BAILOUT WATCH: Keeping an eye on the energy industry and the politicians
Bailout Watch #24 – Mar 23, 2001
Killing the goose that laid the golden egg. While California’s rolling blackouts garner the nation’s attention, a momentous battle is being waged at this moment for the hearts and minds of the public. It’s over the future of electricity deregulation and the trillions of dollars that the energy industry will reap over the coming decade if deregulation plans go forward throughout the country. The battle is between a vast number of industry-funded spokespeople, academics, lobbyists, etc., and the handful of objective, non-partisan observers who believe that deregulation itself is responsible for the catastrophe that has hit California.
One wonders whether the short-term greed of the energy industry will prevail over a longer-term strategy. Because if they continue, the rolling blackouts will surely kill the goose that laid the golden egg — deregulation. Scenes of a darkened California will not play well anywhere else.
That’s why the energy and utility companies have sought to scapegoat everything else — supply, demand, and especially the deregulation law they wrote — for the disaster. You’ve heard the argument: California’s politicians freed wholesale rates from deregulation, but trying to protect consumers, capped retail rates. This single falsehood is repeated constantly — not just by the industry mouthpieces, but by politicians and journalists who should know better. The rate cap was the centerpiece of the legislation, sponsored by the industry, to allow the utilities to "recover" their "stranded assets" by freezing rates at a level 50% above the then-market price for four years. The rate freeze enriched the utilities by $20 billion. It was intended to screw ratepayers — and it did, for three and one-half years — until the wholesalers decided to get in on the bonanza last summer. And by the way, if we didn’t have the rate cap today — in an ironic twist on the legislated screw-job — consumers throughout California would be going broke paying San Diego 2000 prices for electricity!

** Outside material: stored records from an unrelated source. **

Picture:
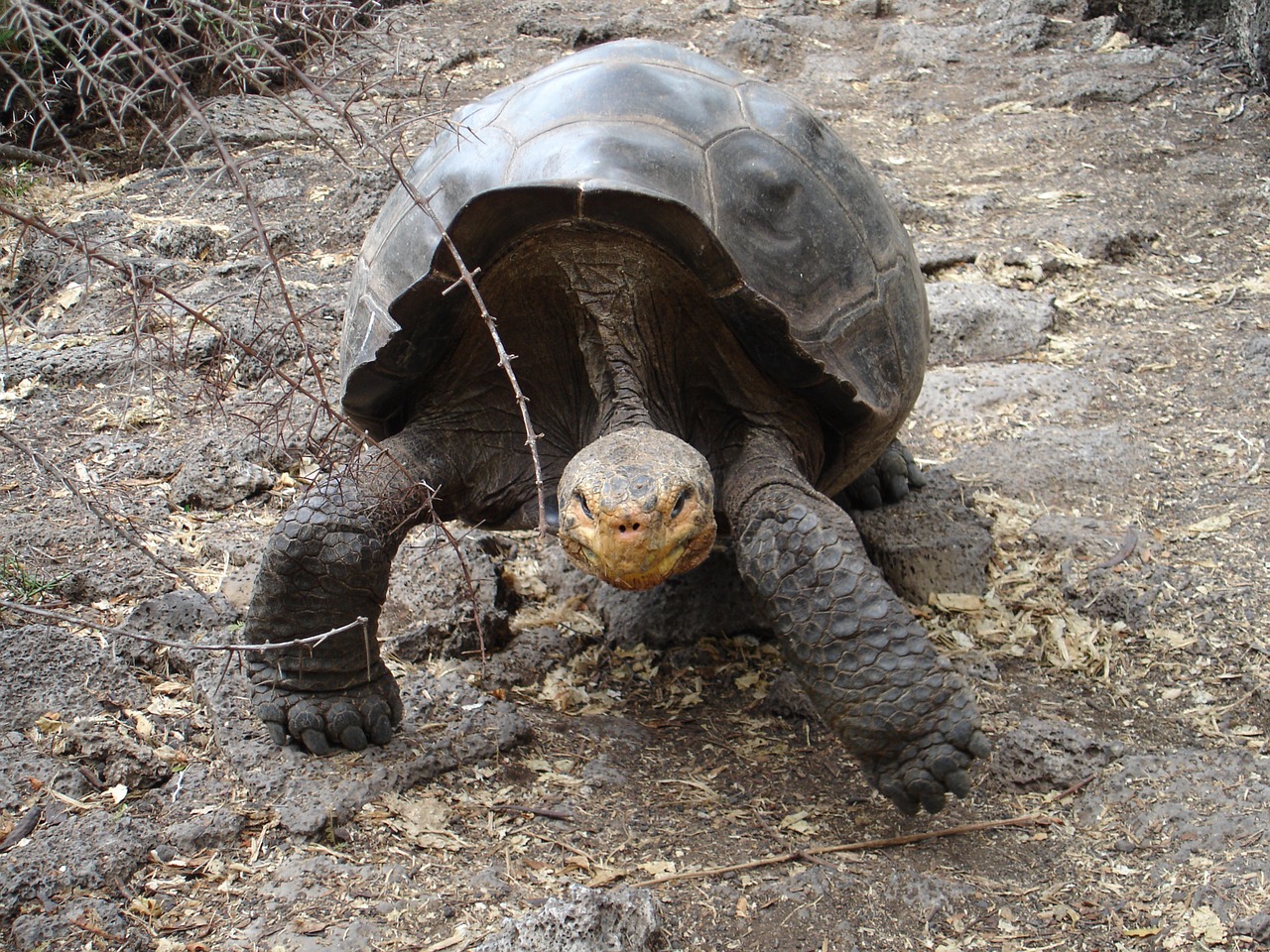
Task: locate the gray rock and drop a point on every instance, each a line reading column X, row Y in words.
column 1097, row 238
column 42, row 670
column 1056, row 463
column 757, row 42
column 1019, row 391
column 1043, row 756
column 971, row 321
column 1084, row 536
column 214, row 475
column 1247, row 22
column 1086, row 86
column 922, row 46
column 252, row 121
column 715, row 10
column 584, row 920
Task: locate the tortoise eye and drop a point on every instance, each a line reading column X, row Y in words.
column 680, row 502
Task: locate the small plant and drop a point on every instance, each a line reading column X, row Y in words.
column 19, row 584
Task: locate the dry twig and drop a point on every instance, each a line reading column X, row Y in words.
column 313, row 640
column 861, row 847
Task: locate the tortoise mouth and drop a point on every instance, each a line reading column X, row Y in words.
column 636, row 508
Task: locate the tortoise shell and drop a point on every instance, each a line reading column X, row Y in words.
column 786, row 230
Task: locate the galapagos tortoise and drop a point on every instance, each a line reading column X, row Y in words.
column 716, row 316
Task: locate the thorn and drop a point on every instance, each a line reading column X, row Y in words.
column 461, row 281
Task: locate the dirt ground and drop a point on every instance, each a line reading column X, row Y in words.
column 1093, row 218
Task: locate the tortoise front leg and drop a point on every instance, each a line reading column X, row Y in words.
column 867, row 665
column 325, row 563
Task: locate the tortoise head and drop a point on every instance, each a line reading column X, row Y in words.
column 636, row 507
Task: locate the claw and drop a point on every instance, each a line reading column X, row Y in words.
column 321, row 721
column 353, row 738
column 957, row 782
column 316, row 742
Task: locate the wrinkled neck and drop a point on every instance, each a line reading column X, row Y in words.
column 619, row 284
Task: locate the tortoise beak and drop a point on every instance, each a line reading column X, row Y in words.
column 633, row 548
column 636, row 507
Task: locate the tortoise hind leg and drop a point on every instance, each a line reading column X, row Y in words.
column 325, row 565
column 866, row 664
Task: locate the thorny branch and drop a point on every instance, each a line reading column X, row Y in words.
column 157, row 61
column 103, row 515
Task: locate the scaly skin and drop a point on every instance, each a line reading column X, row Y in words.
column 864, row 660
column 326, row 563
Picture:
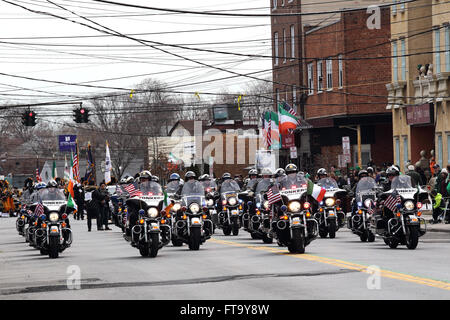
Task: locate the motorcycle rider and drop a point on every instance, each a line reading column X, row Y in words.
column 321, row 173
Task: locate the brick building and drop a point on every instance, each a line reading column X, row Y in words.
column 299, row 44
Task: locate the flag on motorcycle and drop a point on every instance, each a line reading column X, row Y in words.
column 288, row 121
column 166, row 205
column 393, row 200
column 131, row 189
column 107, row 165
column 39, row 210
column 315, row 191
column 273, row 195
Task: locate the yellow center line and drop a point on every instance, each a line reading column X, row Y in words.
column 344, row 264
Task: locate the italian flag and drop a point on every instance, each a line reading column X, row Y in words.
column 287, row 120
column 315, row 191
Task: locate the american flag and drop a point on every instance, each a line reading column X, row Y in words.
column 38, row 176
column 273, row 195
column 39, row 210
column 131, row 189
column 392, row 201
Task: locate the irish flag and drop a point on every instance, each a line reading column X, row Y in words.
column 287, row 120
column 316, row 191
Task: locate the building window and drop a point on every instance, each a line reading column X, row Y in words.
column 330, row 74
column 397, row 151
column 310, row 79
column 275, row 39
column 440, row 151
column 437, row 47
column 447, row 48
column 319, row 76
column 403, row 44
column 405, row 150
column 292, row 42
column 395, row 60
column 448, row 148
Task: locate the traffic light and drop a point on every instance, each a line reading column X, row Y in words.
column 81, row 115
column 29, row 118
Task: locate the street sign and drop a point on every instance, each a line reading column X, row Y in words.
column 293, row 152
column 346, row 145
column 67, row 143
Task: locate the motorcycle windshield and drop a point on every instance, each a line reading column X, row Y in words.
column 172, row 186
column 229, row 186
column 150, row 188
column 366, row 184
column 193, row 188
column 293, row 181
column 251, row 184
column 209, row 185
column 51, row 194
column 263, row 185
column 328, row 183
column 401, row 182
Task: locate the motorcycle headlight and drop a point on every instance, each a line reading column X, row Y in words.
column 409, row 205
column 194, row 207
column 294, row 206
column 152, row 212
column 329, row 202
column 232, row 201
column 176, row 207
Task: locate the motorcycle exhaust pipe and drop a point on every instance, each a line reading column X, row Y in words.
column 255, row 219
column 281, row 225
column 180, row 224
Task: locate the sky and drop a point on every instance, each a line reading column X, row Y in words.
column 39, row 46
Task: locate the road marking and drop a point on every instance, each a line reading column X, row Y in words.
column 345, row 264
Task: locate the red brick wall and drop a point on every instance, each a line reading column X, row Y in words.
column 362, row 77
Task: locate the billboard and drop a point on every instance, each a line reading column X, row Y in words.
column 67, row 143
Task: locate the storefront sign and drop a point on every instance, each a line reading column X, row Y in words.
column 421, row 114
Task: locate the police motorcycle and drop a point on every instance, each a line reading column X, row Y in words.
column 403, row 225
column 329, row 213
column 53, row 234
column 363, row 206
column 259, row 226
column 192, row 225
column 150, row 232
column 248, row 195
column 231, row 210
column 211, row 195
column 294, row 225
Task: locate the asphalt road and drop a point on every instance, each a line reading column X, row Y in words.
column 226, row 267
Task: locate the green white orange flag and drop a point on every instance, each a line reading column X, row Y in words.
column 315, row 191
column 287, row 120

Following the money. In the debate over California’s "crisis," academics have weighed in heavily — and nearly all to defend deregulation and espouse the usual industry shibboleths. For example, a January 13, 2001, New York Times oped by Paul L. Joskow, director of the Center for Energy and Environmental Policy Research (CEEPR) at MIT, concluded the problem is California’s excess demand and insufficient supply — fabrications we destroyed in our Monday analysis. "Deregulation is still the answer," says he. Apparently because of his academic affiliation, Joskow’s a frequent commentator on the California crisis. So we decided to log on to CEEPR’s web site at MIT. There we found a long list of utility, electricity, oil and gas companies listed as sponsors on its "CEEPR Associates" page, including Enron, Southern Company, the Electric Power Institute, and Reliant Energy. A rigorous, critical analysis of the inherent flaws in deregulation is conspicuously absent from the academics’ arguments. Big money from the energy industries raises serious questions about the integrity of their work.